I’ve been sick here. I’ve been sick since China.
That was dysentery. I laid in a hospital and got better. In Vietnam an infection burst my eardrum. I stayed in bed for eight days and got better. I don’t know what happened in Laos. I just didn’t get better.
Nothing stayed inside. I’d eat dinner and shit my guts out the next morning. I suspected bad food. Alcohol, sweets, fried meat, MSG, dairy – I cut them all out eventually. Then I couldn’t even keep down plain rice and water. I dropped too much weight. Bloated, aching and dizzy. Always dizzy.
But I biked.
Medical care in Laos barely exists. I was on my own. It took me two months to diagnose myself. Not bad for an Arts major.
I had a stomach parasite. The pills to kill it cost 60 cents. I was cured a day later.
Good riddance in a way. But that bug taught me something – something I was afraid to admit.

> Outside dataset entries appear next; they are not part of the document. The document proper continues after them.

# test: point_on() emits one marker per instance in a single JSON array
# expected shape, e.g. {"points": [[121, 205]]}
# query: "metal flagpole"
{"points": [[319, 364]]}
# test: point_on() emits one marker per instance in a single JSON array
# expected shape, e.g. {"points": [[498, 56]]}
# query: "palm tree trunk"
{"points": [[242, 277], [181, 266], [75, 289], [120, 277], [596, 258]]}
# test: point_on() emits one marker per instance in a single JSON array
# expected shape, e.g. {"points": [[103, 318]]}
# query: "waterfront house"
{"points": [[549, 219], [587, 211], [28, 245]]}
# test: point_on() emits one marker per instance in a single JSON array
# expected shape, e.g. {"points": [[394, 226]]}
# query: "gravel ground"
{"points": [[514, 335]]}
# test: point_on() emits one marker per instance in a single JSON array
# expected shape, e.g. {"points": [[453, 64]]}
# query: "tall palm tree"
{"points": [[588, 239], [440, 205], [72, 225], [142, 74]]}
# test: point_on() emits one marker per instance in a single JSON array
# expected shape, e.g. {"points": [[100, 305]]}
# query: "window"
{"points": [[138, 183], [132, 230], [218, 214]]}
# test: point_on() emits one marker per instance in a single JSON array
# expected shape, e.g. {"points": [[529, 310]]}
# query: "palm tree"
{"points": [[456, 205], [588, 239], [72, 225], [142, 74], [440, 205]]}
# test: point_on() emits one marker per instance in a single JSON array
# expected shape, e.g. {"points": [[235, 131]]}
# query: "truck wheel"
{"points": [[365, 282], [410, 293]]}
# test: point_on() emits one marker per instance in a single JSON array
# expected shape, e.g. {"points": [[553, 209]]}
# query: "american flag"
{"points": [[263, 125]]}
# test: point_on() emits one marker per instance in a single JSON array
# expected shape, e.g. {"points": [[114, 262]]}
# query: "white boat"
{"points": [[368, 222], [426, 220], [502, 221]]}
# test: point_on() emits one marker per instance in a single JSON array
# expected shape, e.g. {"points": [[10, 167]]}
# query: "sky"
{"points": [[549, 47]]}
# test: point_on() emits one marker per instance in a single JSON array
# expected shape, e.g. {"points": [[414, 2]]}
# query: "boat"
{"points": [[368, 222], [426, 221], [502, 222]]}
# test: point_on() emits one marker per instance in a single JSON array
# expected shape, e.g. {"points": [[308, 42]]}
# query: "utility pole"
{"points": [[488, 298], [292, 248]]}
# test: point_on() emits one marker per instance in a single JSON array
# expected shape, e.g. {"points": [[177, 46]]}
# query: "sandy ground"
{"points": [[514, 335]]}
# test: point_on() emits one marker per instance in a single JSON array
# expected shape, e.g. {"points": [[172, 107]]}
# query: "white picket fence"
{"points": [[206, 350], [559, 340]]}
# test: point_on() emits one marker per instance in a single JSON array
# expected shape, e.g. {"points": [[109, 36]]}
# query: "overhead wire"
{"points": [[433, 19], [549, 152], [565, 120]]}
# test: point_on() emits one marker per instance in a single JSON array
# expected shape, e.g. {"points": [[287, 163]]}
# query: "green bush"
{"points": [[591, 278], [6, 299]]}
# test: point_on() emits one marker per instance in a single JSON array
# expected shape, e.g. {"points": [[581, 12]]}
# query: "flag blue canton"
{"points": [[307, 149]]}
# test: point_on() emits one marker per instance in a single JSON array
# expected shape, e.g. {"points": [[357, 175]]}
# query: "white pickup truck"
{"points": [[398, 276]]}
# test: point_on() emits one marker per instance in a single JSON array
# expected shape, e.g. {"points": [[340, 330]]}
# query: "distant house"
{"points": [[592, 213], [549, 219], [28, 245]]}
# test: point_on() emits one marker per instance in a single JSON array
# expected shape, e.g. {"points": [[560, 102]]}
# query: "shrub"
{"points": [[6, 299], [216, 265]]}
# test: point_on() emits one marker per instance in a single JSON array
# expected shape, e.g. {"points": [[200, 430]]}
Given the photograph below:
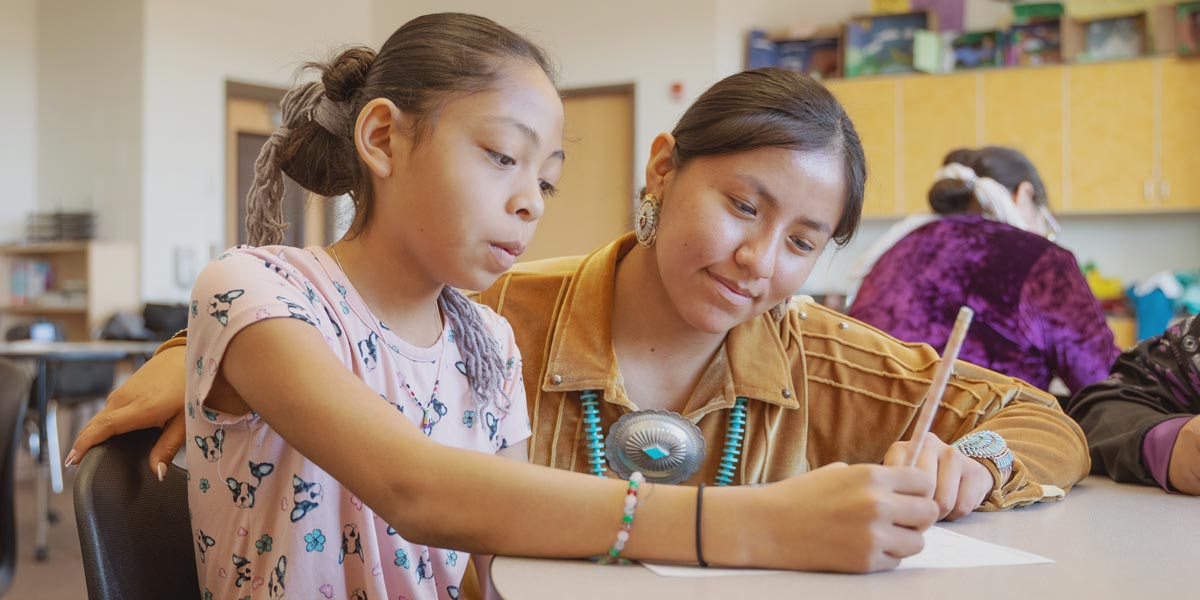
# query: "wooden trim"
{"points": [[253, 91], [629, 89], [598, 90]]}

Bike half dead and you’ll find there’s nowhere left to go. This trip doesn’t need my all anymore. I’ve outgrown the challenge.
Kilometers were never the point. I cycled for two years because I wanted to find my limit. I broke myself again and again, I cried and bled and screamed at the sky and I’m still not there. That’s fine. All I know is that I can’t get any closer on a bike.

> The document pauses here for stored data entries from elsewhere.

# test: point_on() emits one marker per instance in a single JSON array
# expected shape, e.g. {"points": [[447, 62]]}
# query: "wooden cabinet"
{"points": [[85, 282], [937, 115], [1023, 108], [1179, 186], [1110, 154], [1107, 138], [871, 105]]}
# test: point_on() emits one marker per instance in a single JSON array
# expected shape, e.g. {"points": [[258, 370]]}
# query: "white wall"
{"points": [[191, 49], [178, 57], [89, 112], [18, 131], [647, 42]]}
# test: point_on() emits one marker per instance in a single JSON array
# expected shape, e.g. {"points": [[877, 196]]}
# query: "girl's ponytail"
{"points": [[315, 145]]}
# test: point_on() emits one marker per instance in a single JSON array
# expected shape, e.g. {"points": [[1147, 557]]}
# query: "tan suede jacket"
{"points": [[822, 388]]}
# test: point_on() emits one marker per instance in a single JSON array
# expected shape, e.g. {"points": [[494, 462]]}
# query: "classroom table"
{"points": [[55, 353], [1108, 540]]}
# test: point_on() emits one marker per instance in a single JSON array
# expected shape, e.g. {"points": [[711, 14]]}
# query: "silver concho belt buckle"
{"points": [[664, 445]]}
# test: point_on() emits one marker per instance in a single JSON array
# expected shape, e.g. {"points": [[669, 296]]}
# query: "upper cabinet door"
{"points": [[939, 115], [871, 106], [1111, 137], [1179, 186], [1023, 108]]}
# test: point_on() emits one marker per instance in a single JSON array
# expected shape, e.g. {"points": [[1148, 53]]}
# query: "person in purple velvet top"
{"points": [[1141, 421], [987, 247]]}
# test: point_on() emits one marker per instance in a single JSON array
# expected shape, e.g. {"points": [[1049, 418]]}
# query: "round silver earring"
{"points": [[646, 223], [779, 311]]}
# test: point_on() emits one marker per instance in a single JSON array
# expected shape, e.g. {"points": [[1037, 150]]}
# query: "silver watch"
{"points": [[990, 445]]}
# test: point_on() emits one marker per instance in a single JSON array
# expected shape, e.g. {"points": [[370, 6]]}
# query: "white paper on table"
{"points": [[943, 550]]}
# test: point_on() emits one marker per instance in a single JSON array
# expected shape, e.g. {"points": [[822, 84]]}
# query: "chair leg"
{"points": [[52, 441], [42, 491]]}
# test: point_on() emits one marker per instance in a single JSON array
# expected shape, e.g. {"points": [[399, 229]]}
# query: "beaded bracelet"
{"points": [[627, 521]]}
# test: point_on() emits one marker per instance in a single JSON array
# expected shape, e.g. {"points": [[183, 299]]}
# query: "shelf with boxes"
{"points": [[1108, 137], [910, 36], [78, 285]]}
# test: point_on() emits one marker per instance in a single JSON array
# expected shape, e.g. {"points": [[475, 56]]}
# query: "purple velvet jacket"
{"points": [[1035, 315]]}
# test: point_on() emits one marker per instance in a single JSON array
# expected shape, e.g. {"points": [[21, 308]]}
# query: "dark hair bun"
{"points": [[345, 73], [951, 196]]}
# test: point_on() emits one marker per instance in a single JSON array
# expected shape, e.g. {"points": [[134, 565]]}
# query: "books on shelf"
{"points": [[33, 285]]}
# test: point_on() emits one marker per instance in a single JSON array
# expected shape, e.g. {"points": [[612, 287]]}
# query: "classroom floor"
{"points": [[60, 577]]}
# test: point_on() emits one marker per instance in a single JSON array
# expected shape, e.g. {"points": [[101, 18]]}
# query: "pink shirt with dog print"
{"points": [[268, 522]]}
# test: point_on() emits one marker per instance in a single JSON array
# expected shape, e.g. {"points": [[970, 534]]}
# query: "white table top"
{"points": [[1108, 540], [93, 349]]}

I’m coming home, but not yet. A few short months separate me from New Zealand. I’m going with nothing to prove. I know exactly who I am now. I’ll pedal only because I love it and because I have a chance to do something special. That was the spirit in which this trip began, and that’s how it should end.
This mountain needed a peak. Only a fool would climb forever.